Книга Якова Кротова.  Самопожертвование.

Ненормальность альтруизма

«Едва ли кто умрет за праведника; разве за благодетеля, может быть, кто и решится умереть» (Рим 5:7)

Вновь перевод «праведности» как «нормальности» оказывается продуктивным. За нормального человека никто не будет умирать, разве что за ненормального. Тут, конечно, противопоставление, хотя в греческом тексте слова «праведный» и «добрый» не ярко выраженные антонимы. «Добрый» — корень тот же, что в «Агафон», «Агата». «Благодетель» — отличный перевод, потому что подразумевает, что праведник — нормальный человек, никому зла не делает, закон соблюдает, Агафон же может и денег дать.

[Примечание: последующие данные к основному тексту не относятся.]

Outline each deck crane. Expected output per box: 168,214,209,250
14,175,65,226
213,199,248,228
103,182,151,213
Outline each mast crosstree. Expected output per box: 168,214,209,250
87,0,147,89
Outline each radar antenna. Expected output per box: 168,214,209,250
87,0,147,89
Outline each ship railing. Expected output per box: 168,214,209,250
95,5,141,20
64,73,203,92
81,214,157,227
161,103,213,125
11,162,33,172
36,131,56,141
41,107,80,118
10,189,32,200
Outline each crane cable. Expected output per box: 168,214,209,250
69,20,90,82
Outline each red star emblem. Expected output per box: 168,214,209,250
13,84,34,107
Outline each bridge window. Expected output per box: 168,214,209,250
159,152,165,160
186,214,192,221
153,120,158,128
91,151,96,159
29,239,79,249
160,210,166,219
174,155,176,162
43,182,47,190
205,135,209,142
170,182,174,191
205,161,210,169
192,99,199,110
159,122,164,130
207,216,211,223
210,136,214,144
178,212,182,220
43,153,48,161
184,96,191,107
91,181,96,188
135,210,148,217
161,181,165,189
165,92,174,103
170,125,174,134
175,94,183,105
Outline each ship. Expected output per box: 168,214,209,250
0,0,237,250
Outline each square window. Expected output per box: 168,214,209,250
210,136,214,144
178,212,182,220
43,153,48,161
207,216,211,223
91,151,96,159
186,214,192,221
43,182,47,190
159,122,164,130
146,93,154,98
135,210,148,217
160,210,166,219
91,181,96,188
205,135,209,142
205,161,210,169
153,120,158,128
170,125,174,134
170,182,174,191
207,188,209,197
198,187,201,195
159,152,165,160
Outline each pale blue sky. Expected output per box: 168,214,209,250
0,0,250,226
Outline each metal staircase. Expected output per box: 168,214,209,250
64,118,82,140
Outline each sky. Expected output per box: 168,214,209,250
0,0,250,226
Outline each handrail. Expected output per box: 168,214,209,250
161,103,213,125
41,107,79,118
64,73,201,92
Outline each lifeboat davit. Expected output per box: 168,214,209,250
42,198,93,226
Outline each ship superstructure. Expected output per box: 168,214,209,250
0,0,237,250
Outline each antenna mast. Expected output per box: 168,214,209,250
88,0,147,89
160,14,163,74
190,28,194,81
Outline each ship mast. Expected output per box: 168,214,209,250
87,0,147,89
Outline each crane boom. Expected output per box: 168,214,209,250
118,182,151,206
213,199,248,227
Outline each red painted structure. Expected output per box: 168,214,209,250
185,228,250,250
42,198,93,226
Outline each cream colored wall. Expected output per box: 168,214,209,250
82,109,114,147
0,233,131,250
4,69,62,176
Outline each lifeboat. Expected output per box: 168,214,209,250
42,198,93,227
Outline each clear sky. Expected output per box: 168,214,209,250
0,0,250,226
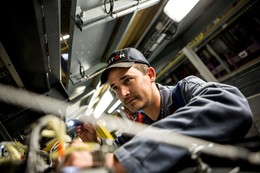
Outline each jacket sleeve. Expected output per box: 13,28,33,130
115,76,252,173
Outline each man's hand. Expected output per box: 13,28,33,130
76,122,99,142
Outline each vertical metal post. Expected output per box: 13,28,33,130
0,121,13,141
182,46,218,82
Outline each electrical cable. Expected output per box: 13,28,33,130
104,0,114,17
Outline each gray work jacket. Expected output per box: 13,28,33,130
114,76,253,173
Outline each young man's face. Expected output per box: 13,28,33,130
108,67,154,112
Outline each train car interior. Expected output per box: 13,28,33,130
0,0,260,173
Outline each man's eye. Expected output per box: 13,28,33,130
112,87,118,91
125,78,130,83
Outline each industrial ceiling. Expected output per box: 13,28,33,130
0,0,252,138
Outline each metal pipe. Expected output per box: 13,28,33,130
78,0,160,31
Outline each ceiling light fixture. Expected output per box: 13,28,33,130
164,0,199,22
93,90,114,119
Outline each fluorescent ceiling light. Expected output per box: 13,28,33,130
164,0,199,22
93,90,114,119
107,100,121,114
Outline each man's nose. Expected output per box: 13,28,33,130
120,87,130,98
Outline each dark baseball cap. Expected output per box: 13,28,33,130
101,47,151,84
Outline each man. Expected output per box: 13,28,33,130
66,48,252,173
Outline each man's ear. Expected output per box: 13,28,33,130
147,67,156,82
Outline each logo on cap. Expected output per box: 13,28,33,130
107,52,126,66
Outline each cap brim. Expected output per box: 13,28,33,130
101,62,135,84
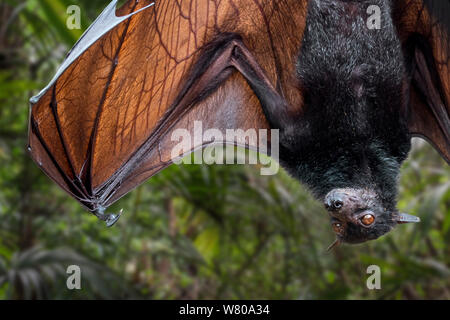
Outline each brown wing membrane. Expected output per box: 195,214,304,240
394,0,450,163
29,0,306,211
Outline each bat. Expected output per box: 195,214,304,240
28,0,450,247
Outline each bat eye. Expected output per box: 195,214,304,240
333,222,342,233
361,214,375,226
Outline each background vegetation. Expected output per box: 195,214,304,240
0,0,450,299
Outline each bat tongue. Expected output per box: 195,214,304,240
395,213,420,223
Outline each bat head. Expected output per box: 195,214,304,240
324,188,420,246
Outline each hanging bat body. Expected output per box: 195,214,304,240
29,0,450,243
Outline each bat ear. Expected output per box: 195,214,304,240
395,213,420,224
327,239,341,252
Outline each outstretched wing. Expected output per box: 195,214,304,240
29,0,306,211
394,0,450,163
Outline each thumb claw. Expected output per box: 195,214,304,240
95,209,123,228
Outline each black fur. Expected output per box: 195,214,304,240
274,0,410,243
281,0,410,207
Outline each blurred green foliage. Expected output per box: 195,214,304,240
0,0,450,299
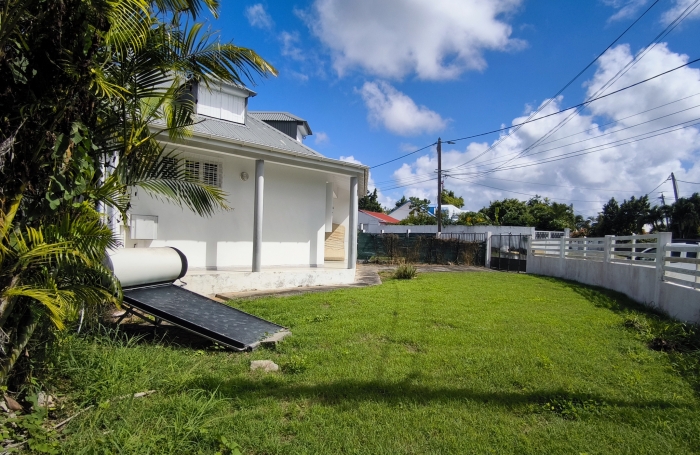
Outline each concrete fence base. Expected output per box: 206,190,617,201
527,255,700,324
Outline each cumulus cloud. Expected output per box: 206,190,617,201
386,44,700,216
314,131,331,145
338,155,396,207
245,3,274,29
359,81,447,136
303,0,524,80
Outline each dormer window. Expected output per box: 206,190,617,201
196,84,254,124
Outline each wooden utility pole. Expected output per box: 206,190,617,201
668,172,678,202
435,138,442,237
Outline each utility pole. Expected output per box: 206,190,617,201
668,172,678,202
435,138,442,237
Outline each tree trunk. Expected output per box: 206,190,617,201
0,275,19,329
0,307,41,385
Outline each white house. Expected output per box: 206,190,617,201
389,202,411,221
357,210,401,228
389,202,464,220
428,204,464,220
123,85,368,293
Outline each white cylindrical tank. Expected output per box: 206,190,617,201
107,247,187,288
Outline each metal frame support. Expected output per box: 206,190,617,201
348,177,358,269
253,160,265,272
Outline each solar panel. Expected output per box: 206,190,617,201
124,284,285,350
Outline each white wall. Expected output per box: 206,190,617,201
527,255,700,323
365,224,535,235
126,151,350,269
389,202,411,221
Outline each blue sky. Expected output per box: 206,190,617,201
212,0,700,216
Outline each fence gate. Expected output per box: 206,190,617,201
491,234,529,273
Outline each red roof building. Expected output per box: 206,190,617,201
357,210,399,225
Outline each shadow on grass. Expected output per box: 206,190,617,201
533,275,700,395
178,375,697,412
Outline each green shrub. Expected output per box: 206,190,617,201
394,264,418,280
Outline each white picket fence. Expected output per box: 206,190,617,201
529,233,700,289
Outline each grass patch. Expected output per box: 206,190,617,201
37,272,700,454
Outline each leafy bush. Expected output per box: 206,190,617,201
394,264,418,280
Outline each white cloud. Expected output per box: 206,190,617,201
279,32,305,61
245,3,274,29
359,81,447,136
314,131,331,145
302,0,524,80
661,0,700,24
338,155,396,207
385,44,700,216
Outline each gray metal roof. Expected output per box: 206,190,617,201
248,111,314,136
248,111,306,122
193,112,323,156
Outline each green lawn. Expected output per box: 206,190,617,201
51,273,700,454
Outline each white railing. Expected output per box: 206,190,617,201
528,233,700,289
535,231,568,240
663,245,700,289
530,234,659,265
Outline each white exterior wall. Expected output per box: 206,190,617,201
125,151,350,269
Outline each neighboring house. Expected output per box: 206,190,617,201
357,210,401,227
122,80,368,272
389,202,411,221
428,204,464,221
389,202,464,221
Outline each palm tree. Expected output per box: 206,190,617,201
0,0,276,382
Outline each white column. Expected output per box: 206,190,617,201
253,160,265,272
348,177,358,269
326,182,333,232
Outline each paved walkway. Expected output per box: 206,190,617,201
215,264,492,301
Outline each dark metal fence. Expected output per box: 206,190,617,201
491,234,530,273
357,232,486,266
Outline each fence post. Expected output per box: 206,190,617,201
559,237,566,259
484,232,491,269
654,232,672,307
603,235,615,262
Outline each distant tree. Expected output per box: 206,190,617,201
455,212,491,226
440,190,464,209
358,188,384,213
670,193,700,239
591,196,651,237
527,196,576,231
394,196,408,208
408,197,430,215
479,199,535,226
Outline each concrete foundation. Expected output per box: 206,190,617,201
182,263,355,296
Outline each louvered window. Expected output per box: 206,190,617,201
185,159,222,188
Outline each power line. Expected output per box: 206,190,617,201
460,175,644,193
370,142,437,169
446,0,700,175
376,92,700,184
450,117,700,175
452,104,700,169
454,177,608,202
440,0,659,161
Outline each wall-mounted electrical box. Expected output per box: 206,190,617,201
129,215,158,240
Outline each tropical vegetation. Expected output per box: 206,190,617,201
35,272,700,455
0,0,276,383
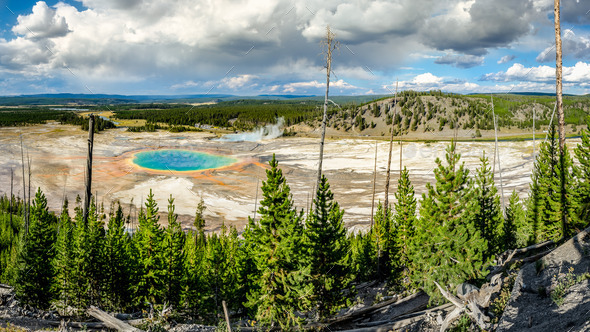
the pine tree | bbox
[181,199,208,318]
[133,189,164,306]
[527,125,578,243]
[16,188,56,309]
[86,197,108,307]
[371,202,396,280]
[181,231,208,319]
[500,191,530,251]
[53,198,75,308]
[349,231,377,283]
[247,155,310,328]
[105,203,132,311]
[203,225,238,315]
[391,167,416,283]
[411,142,487,301]
[305,175,350,317]
[574,117,590,224]
[472,153,505,261]
[164,195,186,306]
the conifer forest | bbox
[0,113,590,329]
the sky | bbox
[0,0,590,96]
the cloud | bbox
[434,54,484,68]
[383,73,483,93]
[498,54,516,64]
[536,30,590,63]
[220,74,258,90]
[481,62,590,83]
[283,80,358,93]
[12,1,70,39]
[421,0,536,55]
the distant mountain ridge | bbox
[0,92,590,106]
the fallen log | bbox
[486,240,555,281]
[336,303,455,332]
[87,306,142,332]
[321,291,429,326]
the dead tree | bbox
[383,81,401,215]
[553,0,567,238]
[27,149,31,221]
[371,142,377,228]
[492,96,505,210]
[316,25,338,188]
[20,135,29,239]
[8,167,14,227]
[83,114,94,224]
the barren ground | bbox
[0,123,578,230]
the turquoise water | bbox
[133,149,237,171]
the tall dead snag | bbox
[316,25,338,188]
[553,0,567,238]
[8,167,14,226]
[84,114,94,223]
[20,135,29,238]
[371,142,377,228]
[383,80,401,215]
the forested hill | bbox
[0,91,590,139]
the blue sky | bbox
[0,0,590,95]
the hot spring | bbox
[133,149,238,172]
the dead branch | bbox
[87,306,142,332]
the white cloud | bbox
[482,62,590,83]
[220,74,258,90]
[498,54,516,64]
[283,80,358,93]
[434,54,484,68]
[12,1,70,39]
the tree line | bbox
[0,121,590,328]
[0,108,116,132]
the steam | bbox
[218,117,285,142]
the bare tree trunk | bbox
[371,142,377,228]
[383,81,401,215]
[492,96,505,211]
[27,149,31,220]
[253,178,260,221]
[20,135,29,239]
[83,114,94,224]
[316,25,338,188]
[8,167,14,227]
[533,107,536,158]
[553,0,567,238]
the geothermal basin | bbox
[133,149,238,172]
[0,123,580,231]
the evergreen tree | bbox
[193,198,206,247]
[85,197,108,307]
[371,202,396,279]
[527,125,578,243]
[164,195,186,306]
[392,167,416,283]
[500,191,530,251]
[181,199,208,318]
[181,231,208,319]
[574,117,590,223]
[16,188,56,309]
[349,232,377,283]
[472,153,505,261]
[247,155,310,328]
[105,203,132,311]
[203,225,238,315]
[53,198,76,308]
[305,175,350,317]
[133,189,164,306]
[411,142,487,301]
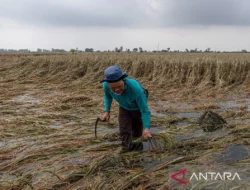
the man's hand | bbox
[102,112,110,121]
[143,129,152,140]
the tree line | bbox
[0,46,248,53]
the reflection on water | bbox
[214,145,250,164]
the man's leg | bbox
[130,110,143,150]
[118,106,132,149]
[131,110,143,138]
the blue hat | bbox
[101,65,128,82]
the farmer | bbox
[101,66,152,150]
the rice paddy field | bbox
[0,53,250,190]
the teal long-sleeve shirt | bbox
[102,78,151,129]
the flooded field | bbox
[0,53,250,190]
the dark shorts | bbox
[118,106,143,146]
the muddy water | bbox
[0,92,250,189]
[214,145,250,164]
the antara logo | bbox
[170,168,241,185]
[170,168,187,185]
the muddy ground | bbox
[0,54,250,190]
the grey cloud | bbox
[162,0,250,25]
[0,0,250,28]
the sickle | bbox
[95,117,104,138]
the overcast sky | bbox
[0,0,250,51]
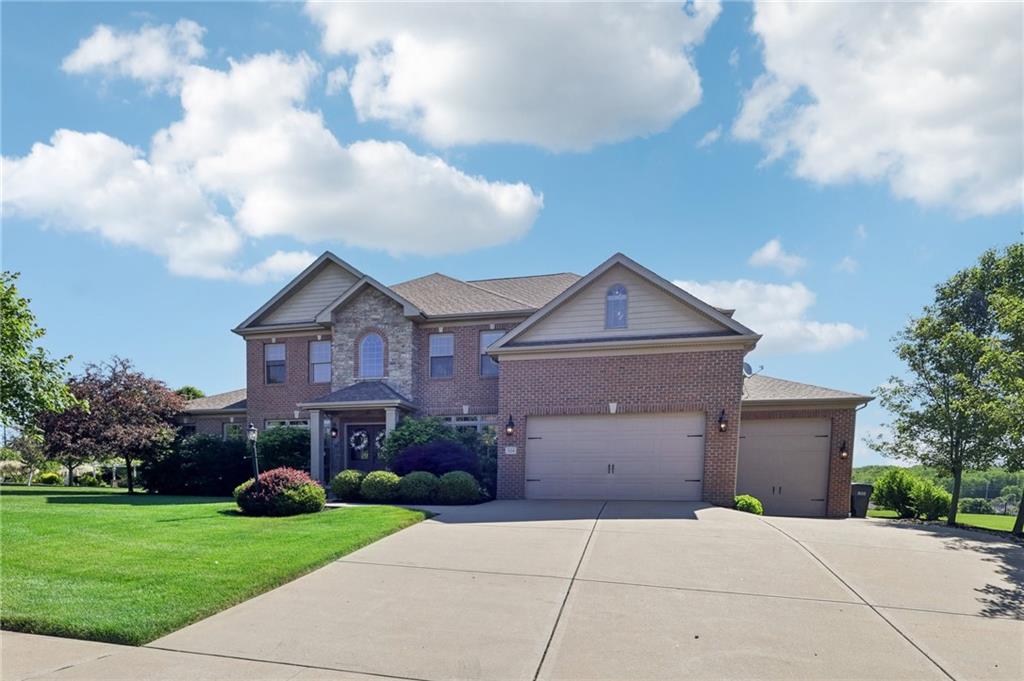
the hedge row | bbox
[331,469,484,504]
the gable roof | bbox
[391,272,536,316]
[488,253,761,351]
[181,388,246,414]
[315,274,423,324]
[232,251,365,333]
[742,374,874,407]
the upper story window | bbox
[309,341,331,383]
[430,334,455,378]
[263,343,287,384]
[359,334,384,378]
[480,331,505,376]
[604,284,630,329]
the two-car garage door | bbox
[526,413,705,501]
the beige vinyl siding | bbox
[517,265,725,342]
[258,262,356,324]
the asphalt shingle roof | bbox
[743,374,871,401]
[309,381,412,403]
[390,272,580,316]
[184,388,246,412]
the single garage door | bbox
[526,414,705,501]
[736,419,831,516]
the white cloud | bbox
[732,2,1024,215]
[836,255,860,274]
[746,239,807,276]
[2,29,543,282]
[60,19,206,91]
[697,126,722,148]
[306,2,721,151]
[327,67,348,95]
[674,280,867,354]
[239,251,316,284]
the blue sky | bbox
[2,3,1022,464]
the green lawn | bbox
[0,486,424,645]
[867,508,1015,533]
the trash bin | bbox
[850,482,874,518]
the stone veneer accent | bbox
[413,322,516,416]
[498,349,746,506]
[246,332,331,430]
[742,408,857,518]
[331,287,416,398]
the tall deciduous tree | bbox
[43,357,183,493]
[0,271,76,430]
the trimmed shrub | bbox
[254,428,309,472]
[359,471,401,504]
[398,471,441,504]
[871,468,916,518]
[33,471,63,484]
[138,433,249,497]
[913,480,953,520]
[234,468,327,516]
[391,439,480,478]
[331,468,367,502]
[378,417,457,470]
[75,473,103,487]
[732,495,765,515]
[958,498,995,514]
[435,471,481,504]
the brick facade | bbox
[246,333,331,430]
[498,349,746,506]
[413,323,515,416]
[742,409,857,518]
[331,287,416,397]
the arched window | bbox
[604,284,630,329]
[359,334,384,378]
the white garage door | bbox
[736,419,831,516]
[526,414,705,501]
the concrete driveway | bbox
[4,502,1024,681]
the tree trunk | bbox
[946,470,964,526]
[125,457,135,495]
[1014,495,1024,537]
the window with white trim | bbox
[430,334,455,378]
[263,419,309,430]
[604,284,630,329]
[359,334,384,378]
[309,341,331,383]
[480,331,505,376]
[263,343,288,385]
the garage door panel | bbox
[736,419,831,516]
[526,414,705,500]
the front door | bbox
[345,423,385,471]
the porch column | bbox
[309,409,326,482]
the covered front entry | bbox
[526,413,705,501]
[736,419,831,516]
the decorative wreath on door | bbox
[348,430,370,452]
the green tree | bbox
[174,385,206,400]
[0,271,76,431]
[872,303,1004,525]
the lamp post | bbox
[249,423,259,486]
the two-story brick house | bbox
[189,253,870,516]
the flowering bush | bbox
[234,468,327,515]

Просто так. Закон не обязывает давать денег. Нормально не давать денег просто так. Под честное слово. Но нарушат, честное слово!

Человек, делающий мне добро — ненормальный. Быть альтруистом самоубийственно. Может, для жизни стада, целого, экобаланс это необходимо, но почему я? То есть, почему ради меня — другой?

В этой фразе та же оппозиция, что в «через Адама смерть, через Иисуса жизнь». Быть нормальным — отлично, только в «норму» входят и похороны. Вечно жить — ненормально. Вредно для окружающих. Эволюция тормозится. Умирать нормально. Достойно и праведно. Следовательно, дай человеку умереть. Не жертвуй собой ради другого, это бесполезно и вредно.

Почему за Агафона можно и помереть? А как ответить на ненормальность, кроме как ненормальностью же?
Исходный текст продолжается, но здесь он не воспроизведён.